Он поел, здоров, я люблю его, но этого мало. Кот должен
жить своею жизнью, Хрюша хочет этого и боится, потому и кричит. Ему трудно быть
храбрым, выдерживать взгляды больших и сильных котов. Вечный подросток, он
должен - и страшно!
Внизу загремела мусорка, все встрепенулись, и Хрюша отвлекся от философии в
сторону злобы дня. Утро кончилось.
42. Макс, Клаус и Люська.
Бывалые коты отмечаются с особой залихватской небрежностью, с наигранной скукой
на косматых мордах, как Клаус, например. Несколько капель, чтобы только оставить
след.

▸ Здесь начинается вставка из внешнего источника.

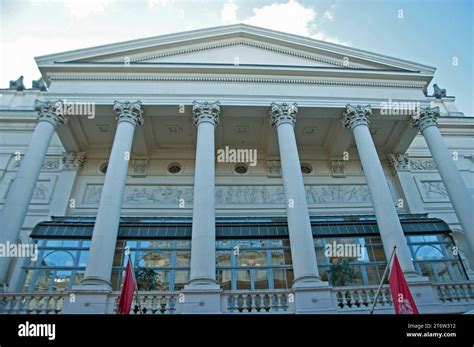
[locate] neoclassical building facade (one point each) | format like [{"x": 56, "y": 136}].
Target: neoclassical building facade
[{"x": 225, "y": 164}]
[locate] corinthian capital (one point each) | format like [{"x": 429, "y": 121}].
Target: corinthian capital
[
  {"x": 127, "y": 111},
  {"x": 426, "y": 117},
  {"x": 356, "y": 115},
  {"x": 206, "y": 112},
  {"x": 73, "y": 160},
  {"x": 283, "y": 113},
  {"x": 399, "y": 161},
  {"x": 50, "y": 111}
]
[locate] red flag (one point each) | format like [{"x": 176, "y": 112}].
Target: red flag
[
  {"x": 402, "y": 300},
  {"x": 128, "y": 289}
]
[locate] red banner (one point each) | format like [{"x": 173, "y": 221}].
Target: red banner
[
  {"x": 402, "y": 300},
  {"x": 128, "y": 289}
]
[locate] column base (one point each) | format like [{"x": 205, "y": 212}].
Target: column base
[
  {"x": 313, "y": 297},
  {"x": 424, "y": 295},
  {"x": 89, "y": 299},
  {"x": 3, "y": 288},
  {"x": 200, "y": 299},
  {"x": 470, "y": 275}
]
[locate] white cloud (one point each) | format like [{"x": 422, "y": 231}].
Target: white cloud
[
  {"x": 291, "y": 17},
  {"x": 229, "y": 13},
  {"x": 155, "y": 3},
  {"x": 81, "y": 9},
  {"x": 328, "y": 15}
]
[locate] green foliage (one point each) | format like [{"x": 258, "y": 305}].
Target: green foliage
[
  {"x": 341, "y": 273},
  {"x": 146, "y": 279}
]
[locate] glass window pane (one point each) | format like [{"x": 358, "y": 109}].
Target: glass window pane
[
  {"x": 61, "y": 280},
  {"x": 58, "y": 258},
  {"x": 162, "y": 280},
  {"x": 261, "y": 279},
  {"x": 458, "y": 272},
  {"x": 79, "y": 277},
  {"x": 414, "y": 239},
  {"x": 377, "y": 253},
  {"x": 251, "y": 258},
  {"x": 289, "y": 277},
  {"x": 43, "y": 281},
  {"x": 426, "y": 270},
  {"x": 279, "y": 279},
  {"x": 323, "y": 273},
  {"x": 26, "y": 284},
  {"x": 225, "y": 279},
  {"x": 428, "y": 252},
  {"x": 281, "y": 257},
  {"x": 250, "y": 243},
  {"x": 183, "y": 244},
  {"x": 181, "y": 278},
  {"x": 223, "y": 258},
  {"x": 156, "y": 259},
  {"x": 183, "y": 258},
  {"x": 156, "y": 244},
  {"x": 243, "y": 279},
  {"x": 223, "y": 244},
  {"x": 441, "y": 270},
  {"x": 373, "y": 275},
  {"x": 274, "y": 243},
  {"x": 83, "y": 256},
  {"x": 62, "y": 243}
]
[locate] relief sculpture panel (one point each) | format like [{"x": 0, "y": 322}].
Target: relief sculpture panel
[{"x": 231, "y": 195}]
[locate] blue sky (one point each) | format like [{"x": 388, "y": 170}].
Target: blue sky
[{"x": 437, "y": 33}]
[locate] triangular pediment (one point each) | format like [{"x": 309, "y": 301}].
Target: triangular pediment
[{"x": 234, "y": 45}]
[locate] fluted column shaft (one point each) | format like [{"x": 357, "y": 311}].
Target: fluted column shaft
[
  {"x": 203, "y": 247},
  {"x": 283, "y": 117},
  {"x": 22, "y": 188},
  {"x": 104, "y": 237},
  {"x": 356, "y": 118},
  {"x": 455, "y": 186}
]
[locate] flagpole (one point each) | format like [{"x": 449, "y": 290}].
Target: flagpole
[
  {"x": 137, "y": 297},
  {"x": 383, "y": 279}
]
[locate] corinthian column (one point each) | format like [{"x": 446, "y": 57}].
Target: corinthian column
[
  {"x": 356, "y": 118},
  {"x": 283, "y": 118},
  {"x": 202, "y": 294},
  {"x": 21, "y": 189},
  {"x": 203, "y": 248},
  {"x": 104, "y": 237},
  {"x": 456, "y": 187}
]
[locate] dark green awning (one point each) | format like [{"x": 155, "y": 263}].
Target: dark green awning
[{"x": 265, "y": 227}]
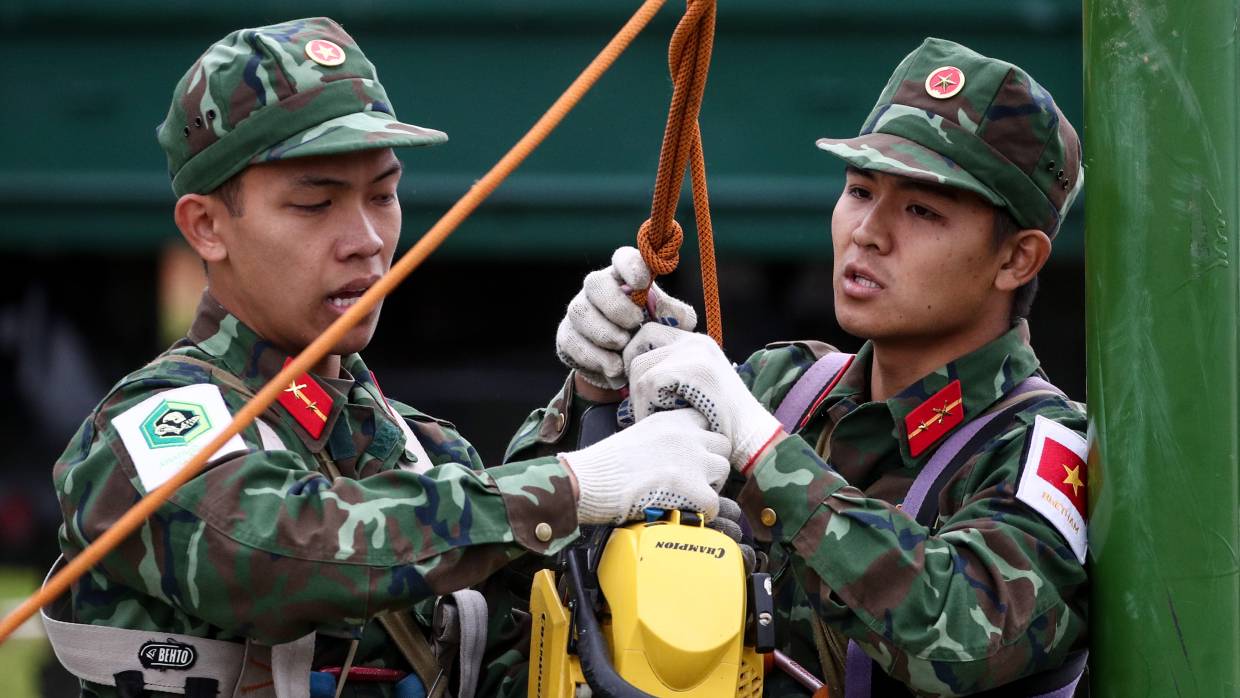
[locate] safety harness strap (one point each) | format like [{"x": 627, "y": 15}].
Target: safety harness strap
[
  {"x": 460, "y": 631},
  {"x": 94, "y": 652},
  {"x": 797, "y": 404}
]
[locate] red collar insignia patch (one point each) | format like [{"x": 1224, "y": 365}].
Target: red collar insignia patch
[
  {"x": 945, "y": 82},
  {"x": 308, "y": 403},
  {"x": 934, "y": 418}
]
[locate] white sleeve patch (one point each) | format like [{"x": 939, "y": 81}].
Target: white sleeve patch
[
  {"x": 1053, "y": 480},
  {"x": 272, "y": 441},
  {"x": 166, "y": 429}
]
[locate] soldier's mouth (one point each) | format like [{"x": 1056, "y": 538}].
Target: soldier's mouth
[
  {"x": 346, "y": 296},
  {"x": 344, "y": 300}
]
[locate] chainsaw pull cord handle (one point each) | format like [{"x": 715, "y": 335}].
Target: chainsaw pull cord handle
[
  {"x": 660, "y": 237},
  {"x": 590, "y": 646}
]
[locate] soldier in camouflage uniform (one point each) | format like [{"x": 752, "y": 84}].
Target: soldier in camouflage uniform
[
  {"x": 336, "y": 505},
  {"x": 957, "y": 182}
]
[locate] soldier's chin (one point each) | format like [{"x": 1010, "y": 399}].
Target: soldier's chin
[{"x": 355, "y": 341}]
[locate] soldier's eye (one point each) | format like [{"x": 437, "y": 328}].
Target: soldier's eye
[{"x": 313, "y": 207}]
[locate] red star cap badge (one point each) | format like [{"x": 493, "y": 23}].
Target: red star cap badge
[
  {"x": 308, "y": 403},
  {"x": 325, "y": 52},
  {"x": 934, "y": 418},
  {"x": 945, "y": 82}
]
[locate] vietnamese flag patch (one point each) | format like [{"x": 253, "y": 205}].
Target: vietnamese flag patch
[
  {"x": 1054, "y": 480},
  {"x": 931, "y": 419}
]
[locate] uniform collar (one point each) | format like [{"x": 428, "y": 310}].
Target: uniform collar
[
  {"x": 313, "y": 408},
  {"x": 985, "y": 376}
]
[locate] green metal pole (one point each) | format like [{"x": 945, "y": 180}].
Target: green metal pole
[{"x": 1162, "y": 226}]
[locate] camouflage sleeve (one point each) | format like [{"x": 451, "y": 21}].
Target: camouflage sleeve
[
  {"x": 263, "y": 546},
  {"x": 553, "y": 428},
  {"x": 993, "y": 594},
  {"x": 771, "y": 372}
]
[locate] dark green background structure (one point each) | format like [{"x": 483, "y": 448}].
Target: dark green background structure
[{"x": 89, "y": 82}]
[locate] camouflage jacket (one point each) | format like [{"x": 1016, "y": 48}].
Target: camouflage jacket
[
  {"x": 262, "y": 544},
  {"x": 991, "y": 593}
]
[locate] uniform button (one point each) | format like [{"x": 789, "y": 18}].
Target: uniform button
[
  {"x": 768, "y": 517},
  {"x": 543, "y": 532}
]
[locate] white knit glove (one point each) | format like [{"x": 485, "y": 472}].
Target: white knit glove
[
  {"x": 602, "y": 319},
  {"x": 671, "y": 368},
  {"x": 668, "y": 461}
]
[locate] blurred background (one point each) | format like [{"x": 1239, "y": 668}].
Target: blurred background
[{"x": 97, "y": 280}]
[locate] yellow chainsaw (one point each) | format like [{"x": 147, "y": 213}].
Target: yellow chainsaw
[{"x": 662, "y": 606}]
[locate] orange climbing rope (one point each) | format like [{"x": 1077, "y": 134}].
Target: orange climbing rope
[
  {"x": 688, "y": 60},
  {"x": 313, "y": 353}
]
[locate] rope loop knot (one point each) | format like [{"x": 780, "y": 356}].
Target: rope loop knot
[{"x": 688, "y": 60}]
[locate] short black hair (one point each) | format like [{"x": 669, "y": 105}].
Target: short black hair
[{"x": 1005, "y": 227}]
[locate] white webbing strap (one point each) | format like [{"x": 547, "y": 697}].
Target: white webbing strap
[
  {"x": 166, "y": 660},
  {"x": 460, "y": 627}
]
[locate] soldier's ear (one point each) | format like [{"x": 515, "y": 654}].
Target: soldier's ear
[
  {"x": 1024, "y": 253},
  {"x": 200, "y": 217}
]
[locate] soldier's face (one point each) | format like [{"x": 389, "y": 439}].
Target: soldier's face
[
  {"x": 313, "y": 236},
  {"x": 915, "y": 264}
]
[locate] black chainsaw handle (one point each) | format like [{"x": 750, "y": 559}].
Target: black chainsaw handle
[{"x": 590, "y": 646}]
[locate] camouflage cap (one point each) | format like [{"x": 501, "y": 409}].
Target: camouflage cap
[
  {"x": 955, "y": 117},
  {"x": 283, "y": 91}
]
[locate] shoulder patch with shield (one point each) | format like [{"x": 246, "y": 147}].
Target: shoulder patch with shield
[{"x": 163, "y": 432}]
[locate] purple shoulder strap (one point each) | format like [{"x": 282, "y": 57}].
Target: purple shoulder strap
[
  {"x": 915, "y": 499},
  {"x": 858, "y": 665},
  {"x": 809, "y": 387}
]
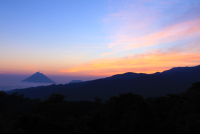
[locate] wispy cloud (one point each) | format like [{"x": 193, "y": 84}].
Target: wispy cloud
[
  {"x": 178, "y": 32},
  {"x": 172, "y": 27},
  {"x": 147, "y": 63},
  {"x": 104, "y": 54}
]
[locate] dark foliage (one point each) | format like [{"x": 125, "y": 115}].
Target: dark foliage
[{"x": 126, "y": 113}]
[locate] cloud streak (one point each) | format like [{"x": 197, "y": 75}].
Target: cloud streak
[{"x": 140, "y": 63}]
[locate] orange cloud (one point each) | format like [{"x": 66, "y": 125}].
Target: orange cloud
[
  {"x": 173, "y": 33},
  {"x": 107, "y": 54},
  {"x": 141, "y": 63}
]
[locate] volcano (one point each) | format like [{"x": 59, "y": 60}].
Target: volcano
[{"x": 38, "y": 78}]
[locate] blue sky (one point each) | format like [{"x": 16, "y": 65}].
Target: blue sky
[{"x": 98, "y": 37}]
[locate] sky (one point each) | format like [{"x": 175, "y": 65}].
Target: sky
[{"x": 98, "y": 37}]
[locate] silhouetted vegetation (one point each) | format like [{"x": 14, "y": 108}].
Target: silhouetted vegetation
[{"x": 124, "y": 113}]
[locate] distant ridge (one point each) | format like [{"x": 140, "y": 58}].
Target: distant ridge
[
  {"x": 38, "y": 78},
  {"x": 75, "y": 81}
]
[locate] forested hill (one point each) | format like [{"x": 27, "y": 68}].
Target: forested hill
[
  {"x": 175, "y": 80},
  {"x": 125, "y": 113}
]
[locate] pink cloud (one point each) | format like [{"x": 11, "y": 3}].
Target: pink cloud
[
  {"x": 140, "y": 63},
  {"x": 173, "y": 33},
  {"x": 104, "y": 54}
]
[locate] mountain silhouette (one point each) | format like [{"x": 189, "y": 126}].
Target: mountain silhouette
[
  {"x": 38, "y": 78},
  {"x": 173, "y": 81},
  {"x": 75, "y": 81}
]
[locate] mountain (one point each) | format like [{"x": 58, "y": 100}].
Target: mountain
[
  {"x": 173, "y": 81},
  {"x": 75, "y": 81},
  {"x": 38, "y": 78}
]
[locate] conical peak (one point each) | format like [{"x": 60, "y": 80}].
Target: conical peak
[{"x": 38, "y": 78}]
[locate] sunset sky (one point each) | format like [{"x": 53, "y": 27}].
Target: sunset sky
[{"x": 98, "y": 37}]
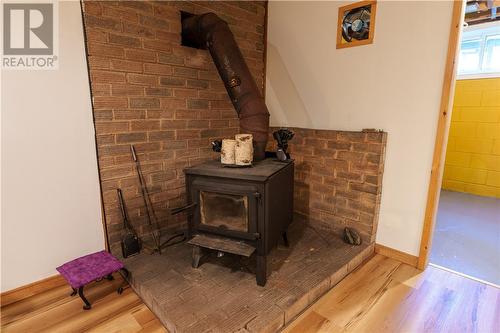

Здесь был... а дальше все известно. Как всякий мастер, кот экономен в
средствах. Никакой показухи! А новичок - это угроза, его старательность и
отсутствие меры ужасают... Макс стоит в углу, на роже горделивое выражение и
особая задумчивость, присущая детям, испытывающим подгузник. Зуб торчит, и язык
высунул от усердия. Я кричу ему, что хватит, но не тут-то было - он поливает
занавеску, используя весь запас! И победно уходит. Хрюша поет песнь отчаяния и
надежды, брякается о форточку плотно сбитым тельцем, и вниз; он должен
участвовать лично и не доверяет письменным сообщениям. Я говорил уже, он по
натуре художник, а не писатель... На пороге Клаус, он долго нюхает Максову
расписку, брезгливо морщится - и небрежным штрихом перечеркивает старания
молодого карьериста. Подходит ко мне и не верит глазам - я один! Он долго
думает, проверяет обстановку - никого!.. Тогда прыгает. Я глажу его спутанную
гриву, трогаю сморщенное левое ухо, крошечное, жесткое... Он не возражает, и
принимается оглушительно громко петь, с легким взвизгиванием, что странно
слышать от огромного лохматого существа со свирепой изрытой шрамами мордой, она
распухла и расплылась, но разрез глаз все тот же - косой, с приподнятыми к ушам
углами. И я вспоминаю, как в детстве звал его - китайчонок...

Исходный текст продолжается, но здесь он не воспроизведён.